Folha Online - Em entrevista à Folha de S.Paulo, o governador Cláudio Lembo (PFL) disse que a burguesia precisa deixar de explorar a sociedade, e que os ataques foram um choque duro da realidade que essa burguesia não quer conhecer. O senhor concorda com isso?
Martins - Estou convencido a um dado que me parece importante. Gosto muito do Cláudio [Lembo, governador] e ele é um filósofo. Fomos colegas juntos e titulares juntos de Direito Constitucional, então temos visão do cidadão que examina a sociedade. Nesse caso ele falou mais como sociólogo e filósofo de política, um jurista e constitucionalista do que propriamente como um governador. Porque indiscutivelmente nós temos problemas de finanças sociais no Brasil muito grande. Houve há pouco um estouro de corrupção no Congresso. Se esse dinheiro tivesse sido usado para segurança e educação ou saúde em vez de ir para deputados que não sabem nem justificar sobre sua receita.

Esses recursos monumentais --isso os que foram descobertos-- demonstra que temos um Estado corrompido, que pensa no poder pelo poder. Quem faz política pretende mais deter o poder do que prestar serviços públicos. Eu não posso entender, como tributarista, um país que tem 38% de carga tributária e não tem serviços de segurança, educação e assistência social, não assistencialismo. As elites --principalmente a governamental, que cobra 38% e 5 meses e meio de nosso trabalho por ano para o governo-- entendem que o dinheiro deva ficar com elas. Isto gera absoluta contaminação da sociedade. E acomodação porque no momento em que se pode viver assim, a diferença social cresce.

Folha Online - O senhor acredita na possibilidade de ter havido acordo entre Estado e lideranças do PCC para a paralisação das rebeliões?
Martins - Um acordo no sentido de liberar televisão e banho de sol não é acordo. Eu, como membro da Anistia Internacional, não posso admitir que isso não se dê. Eles tinham proibido e revogar isso, com ou sem conversa, já deveria ter sido feito. Agora, se fosse um acordo para permitir celulares e comunicação, não pode haver e estou convencido que não houve. Todo acordo que representasse um enfraquecimento do Estado eu consideraria absurdo. Mas manter a dignidade não é acordo, é obrigação do governo. Mesmo o pior assassino quando cai na mão do Estado a sociedade não pode se nivelar a ele. Tem de tratar com a dignidade de uma sociedade que pretende reconduzir o cidadão à vida em sociedade. Não pode vingar como lei de talião.

Folha Online - Como fazer para que a população acredite que o poder de decisão --de cessar rebeliões, por exemplo-- está na mão do Estado e não de lideranças de facções criminosas?
Martins - O policiamento ostensivo e a manutenção das lideranças absolutamente incomunicáveis vão restabelecer a confiança da população no Estado.

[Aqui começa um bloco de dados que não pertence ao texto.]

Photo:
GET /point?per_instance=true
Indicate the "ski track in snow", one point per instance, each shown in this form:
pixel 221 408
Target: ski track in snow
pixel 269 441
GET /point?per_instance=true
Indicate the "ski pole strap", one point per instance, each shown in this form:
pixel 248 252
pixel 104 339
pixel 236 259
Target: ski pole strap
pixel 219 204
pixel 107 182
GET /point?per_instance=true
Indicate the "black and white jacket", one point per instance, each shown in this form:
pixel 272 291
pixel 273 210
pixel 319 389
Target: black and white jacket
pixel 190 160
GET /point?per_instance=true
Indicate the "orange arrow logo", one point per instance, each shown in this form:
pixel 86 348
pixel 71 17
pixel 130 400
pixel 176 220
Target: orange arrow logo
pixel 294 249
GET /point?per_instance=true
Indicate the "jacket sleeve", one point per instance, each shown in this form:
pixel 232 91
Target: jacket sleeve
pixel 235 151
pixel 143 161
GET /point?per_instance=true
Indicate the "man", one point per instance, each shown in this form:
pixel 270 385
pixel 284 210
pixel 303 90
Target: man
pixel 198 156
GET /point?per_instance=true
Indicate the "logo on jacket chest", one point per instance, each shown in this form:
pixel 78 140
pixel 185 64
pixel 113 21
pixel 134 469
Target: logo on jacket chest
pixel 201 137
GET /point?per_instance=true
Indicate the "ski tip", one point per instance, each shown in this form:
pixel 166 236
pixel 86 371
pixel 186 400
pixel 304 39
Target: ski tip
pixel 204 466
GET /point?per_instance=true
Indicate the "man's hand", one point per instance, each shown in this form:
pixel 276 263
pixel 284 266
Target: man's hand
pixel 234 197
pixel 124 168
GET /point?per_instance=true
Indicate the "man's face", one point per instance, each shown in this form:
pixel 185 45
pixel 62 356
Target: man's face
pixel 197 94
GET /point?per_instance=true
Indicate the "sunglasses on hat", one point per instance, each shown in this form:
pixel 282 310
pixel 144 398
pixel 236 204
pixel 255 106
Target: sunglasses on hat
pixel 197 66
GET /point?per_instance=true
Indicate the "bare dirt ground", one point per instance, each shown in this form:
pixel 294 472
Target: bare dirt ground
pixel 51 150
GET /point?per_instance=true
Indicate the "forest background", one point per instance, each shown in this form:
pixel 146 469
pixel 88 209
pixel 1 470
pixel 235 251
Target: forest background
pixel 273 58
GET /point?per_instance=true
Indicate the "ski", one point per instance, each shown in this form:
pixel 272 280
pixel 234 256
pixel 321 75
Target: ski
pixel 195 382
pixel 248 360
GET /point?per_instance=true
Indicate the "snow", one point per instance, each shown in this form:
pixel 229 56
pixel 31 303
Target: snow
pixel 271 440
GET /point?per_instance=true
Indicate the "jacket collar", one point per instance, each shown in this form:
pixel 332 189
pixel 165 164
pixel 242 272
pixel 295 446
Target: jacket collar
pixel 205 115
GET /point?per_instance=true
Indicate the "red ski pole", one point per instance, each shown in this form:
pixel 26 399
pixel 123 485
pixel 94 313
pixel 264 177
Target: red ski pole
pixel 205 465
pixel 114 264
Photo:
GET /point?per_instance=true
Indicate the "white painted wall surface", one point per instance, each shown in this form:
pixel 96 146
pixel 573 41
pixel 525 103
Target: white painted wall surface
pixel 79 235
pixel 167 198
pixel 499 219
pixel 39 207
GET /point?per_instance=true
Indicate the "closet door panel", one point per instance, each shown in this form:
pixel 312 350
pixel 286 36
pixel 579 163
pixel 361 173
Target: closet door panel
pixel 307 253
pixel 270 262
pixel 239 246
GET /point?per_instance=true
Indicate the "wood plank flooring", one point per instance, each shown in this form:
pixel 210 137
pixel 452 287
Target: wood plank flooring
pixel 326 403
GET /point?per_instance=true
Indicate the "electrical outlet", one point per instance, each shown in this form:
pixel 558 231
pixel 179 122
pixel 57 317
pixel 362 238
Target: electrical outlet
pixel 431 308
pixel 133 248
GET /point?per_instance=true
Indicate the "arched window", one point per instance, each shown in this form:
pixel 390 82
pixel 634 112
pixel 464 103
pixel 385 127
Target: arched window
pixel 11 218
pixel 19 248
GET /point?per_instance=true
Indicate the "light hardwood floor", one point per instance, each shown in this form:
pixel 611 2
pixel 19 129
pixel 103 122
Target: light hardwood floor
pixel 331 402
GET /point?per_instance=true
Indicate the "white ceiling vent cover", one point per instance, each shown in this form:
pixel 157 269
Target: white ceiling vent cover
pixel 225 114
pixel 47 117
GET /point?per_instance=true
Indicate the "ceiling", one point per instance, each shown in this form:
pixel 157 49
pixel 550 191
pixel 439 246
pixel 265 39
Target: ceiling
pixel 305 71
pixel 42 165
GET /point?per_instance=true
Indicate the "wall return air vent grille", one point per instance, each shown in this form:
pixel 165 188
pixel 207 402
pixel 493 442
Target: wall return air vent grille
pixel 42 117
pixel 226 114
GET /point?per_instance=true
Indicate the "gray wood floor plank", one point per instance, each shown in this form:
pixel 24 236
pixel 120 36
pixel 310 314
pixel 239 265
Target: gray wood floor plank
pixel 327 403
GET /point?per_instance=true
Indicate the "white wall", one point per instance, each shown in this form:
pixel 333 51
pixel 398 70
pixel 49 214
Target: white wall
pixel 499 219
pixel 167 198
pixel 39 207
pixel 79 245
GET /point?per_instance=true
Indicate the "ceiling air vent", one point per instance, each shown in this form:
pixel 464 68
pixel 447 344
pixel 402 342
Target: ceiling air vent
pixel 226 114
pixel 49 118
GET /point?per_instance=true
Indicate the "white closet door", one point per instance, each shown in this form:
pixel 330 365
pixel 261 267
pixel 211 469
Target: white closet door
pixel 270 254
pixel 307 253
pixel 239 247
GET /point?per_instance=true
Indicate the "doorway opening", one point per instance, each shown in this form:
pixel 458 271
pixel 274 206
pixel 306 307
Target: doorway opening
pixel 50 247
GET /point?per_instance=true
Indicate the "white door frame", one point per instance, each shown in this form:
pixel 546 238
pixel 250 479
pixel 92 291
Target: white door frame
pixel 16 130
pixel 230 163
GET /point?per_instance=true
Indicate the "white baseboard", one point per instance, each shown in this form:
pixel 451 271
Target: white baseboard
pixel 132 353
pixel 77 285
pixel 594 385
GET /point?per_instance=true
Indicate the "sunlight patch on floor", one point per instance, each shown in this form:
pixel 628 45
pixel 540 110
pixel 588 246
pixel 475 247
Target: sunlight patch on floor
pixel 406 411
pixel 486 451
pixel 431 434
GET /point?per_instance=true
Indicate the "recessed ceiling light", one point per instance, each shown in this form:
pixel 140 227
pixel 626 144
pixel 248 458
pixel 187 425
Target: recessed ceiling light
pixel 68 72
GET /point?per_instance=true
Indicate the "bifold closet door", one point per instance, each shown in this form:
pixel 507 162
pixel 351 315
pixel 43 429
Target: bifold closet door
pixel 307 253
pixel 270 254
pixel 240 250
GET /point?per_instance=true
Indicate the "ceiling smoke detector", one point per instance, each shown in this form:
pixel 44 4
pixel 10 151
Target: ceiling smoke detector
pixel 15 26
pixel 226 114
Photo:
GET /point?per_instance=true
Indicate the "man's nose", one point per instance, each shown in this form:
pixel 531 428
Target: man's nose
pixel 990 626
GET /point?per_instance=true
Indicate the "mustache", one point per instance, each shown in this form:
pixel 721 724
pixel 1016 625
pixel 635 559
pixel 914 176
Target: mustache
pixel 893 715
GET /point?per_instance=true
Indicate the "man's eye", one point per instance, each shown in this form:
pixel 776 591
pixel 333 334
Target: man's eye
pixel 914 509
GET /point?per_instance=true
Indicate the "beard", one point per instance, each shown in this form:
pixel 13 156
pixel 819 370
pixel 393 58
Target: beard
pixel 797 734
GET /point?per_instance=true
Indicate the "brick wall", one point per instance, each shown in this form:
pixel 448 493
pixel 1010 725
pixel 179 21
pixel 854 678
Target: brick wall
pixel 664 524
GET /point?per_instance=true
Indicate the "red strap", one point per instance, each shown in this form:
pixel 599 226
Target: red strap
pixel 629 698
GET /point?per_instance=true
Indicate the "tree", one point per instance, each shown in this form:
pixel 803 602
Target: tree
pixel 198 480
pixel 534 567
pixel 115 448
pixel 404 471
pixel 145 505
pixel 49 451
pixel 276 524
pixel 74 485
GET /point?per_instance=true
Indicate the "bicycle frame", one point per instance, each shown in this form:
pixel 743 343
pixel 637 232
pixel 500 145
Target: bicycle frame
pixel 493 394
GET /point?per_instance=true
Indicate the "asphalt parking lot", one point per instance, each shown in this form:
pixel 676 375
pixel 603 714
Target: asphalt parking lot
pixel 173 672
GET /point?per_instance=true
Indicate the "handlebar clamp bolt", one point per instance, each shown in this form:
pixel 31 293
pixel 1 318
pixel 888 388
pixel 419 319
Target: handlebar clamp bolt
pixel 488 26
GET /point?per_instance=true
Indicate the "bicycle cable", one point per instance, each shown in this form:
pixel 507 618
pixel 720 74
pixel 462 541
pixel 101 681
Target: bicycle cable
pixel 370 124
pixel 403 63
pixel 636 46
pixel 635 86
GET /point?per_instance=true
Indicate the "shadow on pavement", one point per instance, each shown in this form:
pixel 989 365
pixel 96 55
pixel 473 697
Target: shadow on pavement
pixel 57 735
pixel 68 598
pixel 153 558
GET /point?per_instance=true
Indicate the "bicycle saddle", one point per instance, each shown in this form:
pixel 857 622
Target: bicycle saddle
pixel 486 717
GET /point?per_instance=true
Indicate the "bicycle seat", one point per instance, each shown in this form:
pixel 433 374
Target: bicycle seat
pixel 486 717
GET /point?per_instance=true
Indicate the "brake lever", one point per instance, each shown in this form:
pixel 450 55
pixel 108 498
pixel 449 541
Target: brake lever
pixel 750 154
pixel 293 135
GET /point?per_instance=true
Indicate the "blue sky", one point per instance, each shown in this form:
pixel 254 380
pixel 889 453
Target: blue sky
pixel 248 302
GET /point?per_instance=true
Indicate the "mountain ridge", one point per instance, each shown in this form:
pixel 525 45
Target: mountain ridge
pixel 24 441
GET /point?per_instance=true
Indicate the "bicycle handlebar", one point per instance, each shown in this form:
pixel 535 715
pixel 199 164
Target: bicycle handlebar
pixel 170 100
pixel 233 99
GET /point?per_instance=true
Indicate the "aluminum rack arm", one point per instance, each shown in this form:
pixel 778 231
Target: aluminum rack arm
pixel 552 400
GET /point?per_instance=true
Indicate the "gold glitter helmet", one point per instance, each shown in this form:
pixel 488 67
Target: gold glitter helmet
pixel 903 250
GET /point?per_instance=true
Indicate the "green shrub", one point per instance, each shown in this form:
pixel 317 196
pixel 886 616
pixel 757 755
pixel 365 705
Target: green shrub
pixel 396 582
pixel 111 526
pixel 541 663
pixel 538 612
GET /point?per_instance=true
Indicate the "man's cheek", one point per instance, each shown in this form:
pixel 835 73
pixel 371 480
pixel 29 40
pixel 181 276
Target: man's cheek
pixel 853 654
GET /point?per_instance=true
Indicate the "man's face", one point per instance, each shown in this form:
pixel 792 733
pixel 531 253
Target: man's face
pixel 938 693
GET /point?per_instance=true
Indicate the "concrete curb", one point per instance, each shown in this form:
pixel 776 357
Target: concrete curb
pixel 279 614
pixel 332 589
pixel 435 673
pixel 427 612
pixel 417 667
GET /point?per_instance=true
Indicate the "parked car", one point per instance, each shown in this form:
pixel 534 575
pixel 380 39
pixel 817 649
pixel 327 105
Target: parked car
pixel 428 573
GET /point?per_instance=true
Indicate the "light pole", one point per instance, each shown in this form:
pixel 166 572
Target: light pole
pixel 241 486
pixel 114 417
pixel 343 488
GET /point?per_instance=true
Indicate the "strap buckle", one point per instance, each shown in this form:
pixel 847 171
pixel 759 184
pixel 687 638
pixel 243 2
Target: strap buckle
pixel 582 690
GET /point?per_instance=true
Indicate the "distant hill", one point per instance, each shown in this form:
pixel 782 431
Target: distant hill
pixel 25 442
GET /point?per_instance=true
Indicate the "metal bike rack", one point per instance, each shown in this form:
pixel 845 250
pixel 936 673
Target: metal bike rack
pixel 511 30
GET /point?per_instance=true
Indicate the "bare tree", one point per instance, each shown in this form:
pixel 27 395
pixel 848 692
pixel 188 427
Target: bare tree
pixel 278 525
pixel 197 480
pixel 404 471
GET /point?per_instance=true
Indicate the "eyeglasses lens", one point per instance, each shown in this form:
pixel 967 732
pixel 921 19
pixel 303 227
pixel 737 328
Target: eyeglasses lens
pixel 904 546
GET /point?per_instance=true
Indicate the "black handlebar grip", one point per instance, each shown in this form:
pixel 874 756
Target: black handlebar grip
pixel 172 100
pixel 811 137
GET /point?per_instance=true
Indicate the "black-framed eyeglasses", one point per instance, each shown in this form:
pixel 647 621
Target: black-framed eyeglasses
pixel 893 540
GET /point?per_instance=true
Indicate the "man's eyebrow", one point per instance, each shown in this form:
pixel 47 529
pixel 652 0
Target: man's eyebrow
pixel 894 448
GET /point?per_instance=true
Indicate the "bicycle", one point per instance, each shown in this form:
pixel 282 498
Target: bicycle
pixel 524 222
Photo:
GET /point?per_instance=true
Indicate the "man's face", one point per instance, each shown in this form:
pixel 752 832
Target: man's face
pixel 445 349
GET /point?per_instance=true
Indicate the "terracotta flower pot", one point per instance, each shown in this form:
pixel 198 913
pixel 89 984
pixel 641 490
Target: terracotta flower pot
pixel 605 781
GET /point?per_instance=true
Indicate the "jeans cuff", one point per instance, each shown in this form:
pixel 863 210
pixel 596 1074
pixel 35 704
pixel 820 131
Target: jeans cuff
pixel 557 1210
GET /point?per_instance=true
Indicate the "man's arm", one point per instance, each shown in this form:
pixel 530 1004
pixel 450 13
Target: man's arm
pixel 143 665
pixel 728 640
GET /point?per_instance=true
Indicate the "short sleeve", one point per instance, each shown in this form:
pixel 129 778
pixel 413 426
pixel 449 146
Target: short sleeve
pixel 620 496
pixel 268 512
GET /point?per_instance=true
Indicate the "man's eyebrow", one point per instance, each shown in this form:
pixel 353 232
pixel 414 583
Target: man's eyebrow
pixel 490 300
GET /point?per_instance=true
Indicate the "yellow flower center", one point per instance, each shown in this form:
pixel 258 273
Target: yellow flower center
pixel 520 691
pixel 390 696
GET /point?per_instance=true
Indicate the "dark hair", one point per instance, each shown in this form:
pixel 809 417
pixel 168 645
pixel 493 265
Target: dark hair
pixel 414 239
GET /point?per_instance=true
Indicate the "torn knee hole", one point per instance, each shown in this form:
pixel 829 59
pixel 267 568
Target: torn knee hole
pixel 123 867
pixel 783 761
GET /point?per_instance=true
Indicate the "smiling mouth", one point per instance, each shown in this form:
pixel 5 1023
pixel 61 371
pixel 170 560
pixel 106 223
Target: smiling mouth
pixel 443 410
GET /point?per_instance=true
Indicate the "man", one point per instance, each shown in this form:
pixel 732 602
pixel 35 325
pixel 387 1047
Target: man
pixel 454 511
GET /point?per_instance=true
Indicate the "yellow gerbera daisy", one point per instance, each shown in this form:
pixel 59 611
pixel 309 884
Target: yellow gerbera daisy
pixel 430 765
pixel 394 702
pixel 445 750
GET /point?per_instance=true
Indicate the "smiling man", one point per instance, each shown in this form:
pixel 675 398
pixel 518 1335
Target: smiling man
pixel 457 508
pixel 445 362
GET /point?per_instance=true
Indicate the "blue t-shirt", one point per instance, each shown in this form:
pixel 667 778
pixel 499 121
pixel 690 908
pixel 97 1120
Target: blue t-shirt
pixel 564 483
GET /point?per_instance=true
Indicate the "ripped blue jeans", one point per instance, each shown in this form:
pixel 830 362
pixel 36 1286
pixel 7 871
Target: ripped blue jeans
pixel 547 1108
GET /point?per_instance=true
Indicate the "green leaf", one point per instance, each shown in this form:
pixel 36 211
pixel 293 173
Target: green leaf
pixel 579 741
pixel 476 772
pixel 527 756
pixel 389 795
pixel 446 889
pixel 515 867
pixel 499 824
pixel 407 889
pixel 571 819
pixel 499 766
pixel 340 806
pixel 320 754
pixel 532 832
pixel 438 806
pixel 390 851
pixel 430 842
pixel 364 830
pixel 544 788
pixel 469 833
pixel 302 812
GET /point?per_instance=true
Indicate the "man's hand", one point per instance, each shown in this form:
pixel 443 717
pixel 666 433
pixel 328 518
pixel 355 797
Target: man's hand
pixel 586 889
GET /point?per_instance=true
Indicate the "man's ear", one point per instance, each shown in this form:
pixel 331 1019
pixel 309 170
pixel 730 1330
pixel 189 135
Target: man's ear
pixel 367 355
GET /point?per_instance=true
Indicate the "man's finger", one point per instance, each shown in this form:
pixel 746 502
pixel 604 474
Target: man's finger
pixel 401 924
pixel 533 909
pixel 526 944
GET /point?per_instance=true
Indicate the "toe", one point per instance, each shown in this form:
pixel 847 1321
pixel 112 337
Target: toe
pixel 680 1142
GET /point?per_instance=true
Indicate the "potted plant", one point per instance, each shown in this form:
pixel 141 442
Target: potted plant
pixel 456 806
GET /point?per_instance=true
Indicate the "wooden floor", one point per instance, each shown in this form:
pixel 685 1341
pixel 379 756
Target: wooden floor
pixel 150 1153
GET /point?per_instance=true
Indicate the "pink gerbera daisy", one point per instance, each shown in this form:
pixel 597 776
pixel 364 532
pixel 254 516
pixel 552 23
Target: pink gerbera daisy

E eu tenho a impressão que o Cláudio está começando a fazer isso. Não acredito, até estrategicamente, que os movimentos do crime organizado vão tentar fazer novas manifestações nesse nível de extensão e nem contra civis. Porque a essa altura eles [presos] sabem que a população ficou em pânico mas ficou contra. E que eles poderão ter reações da própria população contra eles, como começar a defender a pena de morte, que seria na minha opinião um retrocesso. Eles fizeram uma demonstração de força, mas eu posso contar uma piada uma primeira vez; uma segunda não tem mais graça. De agora em diante isso não se elimina, mas serão focos parciais. O Estado, porém, está mais preparado e eles correriam mais riscos do que correram nos três dias de absoluta desorientação na polícia.